A test model, looking somewhat like a miniature refinery, sits at InEnTec’s Richland facility, where the company also conducts research for Pacific Northwest National Laboratory.

Other systems are being used around the world, mostly to make electricity out of industrial or medical waste. With Lakeside’s investment, the company says it will be able to build its first large-scale commercial plant dedicated to reprocessing chemical waste.

That facility will enable silicone maker Dow Corning to turn waste into chemicals it can reuse in its Midland, Mich., operations.

“We’re changing the paradigm. What we’re saying to chemical companies is that we take the waste, and, using our process, we’re converting those products into something you can use,” said Gary Cook, chief executive of InEnTec Chemical, the joint venture that will own the plant.

The deal stands out amid an increasingly hostile climate for so-called “clean tech” companies, especially those requiring massive investments to build infrastructure.

Tight credit markets make borrowing difficult, and falling oil prices are diminishing investors’ previous urge to jump in on the clean-tech bandwagon.

New York-based American Securities, a private-equity firm, backed Lakeside Energy’s investment. Construction in the new plant will begin in the fourth quarter.

Dow Corning has signed a 10-year contract with the joint venture to recycle its hazardous waste; instead of disposing of dangerous chemicals, the company can use the resulting compounds as raw material for chemical products, or it can burn one of them — a blend of hydrogen and carbon monoxide called synthesis gas — to power its facilities.

The plant will produce about 10 million pounds per year of hydrogen chloride and 11 million British Thermal Units per hour of synthesis gas. It will be operated by Veolia Environmental Services Technical Solutions.

InEnTec Chemical plans to break ground on a second plant in the southeastern U.S. in late 2009. A typical project costs $20 million to build, Cook said.

“We are enthusiastic about the business opportunities ahead,” Lakeside Energy Chief Executive William Johnson said in a statement.
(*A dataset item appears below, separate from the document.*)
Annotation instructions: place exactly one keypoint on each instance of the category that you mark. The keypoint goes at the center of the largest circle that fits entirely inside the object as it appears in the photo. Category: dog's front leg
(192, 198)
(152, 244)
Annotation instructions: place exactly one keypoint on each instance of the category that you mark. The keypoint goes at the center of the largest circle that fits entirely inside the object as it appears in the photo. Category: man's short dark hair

Lakeside has the funding commitment to turn InEnTec Chemical “into a $1 billion enterprise,” the statement said.

InEnTec’s concept has been demonstrated abroad. In 2003, Japanese manufacturer Kawasaki Heavy Industries bought an InEnTec system that’s used to get rid of organic compounds and asbestos.

The technology is based on work by researchers at the Massachusetts Institute of Technology and the Richland-based Pacific Northwest National Laboratories. (Battelle, which runs the PNNL, is a shareholder of InEnTec.)

Waste is dropped into a chamber containing a bath of molten glass and ultrahot plasma. The unwanted stuff ends up reduced to its most basic elements, which are then recomposed into useful alloys and gases.

InEnTec says pretty much anything can be subjected to the process — from municipal waste to medical and industrial residue.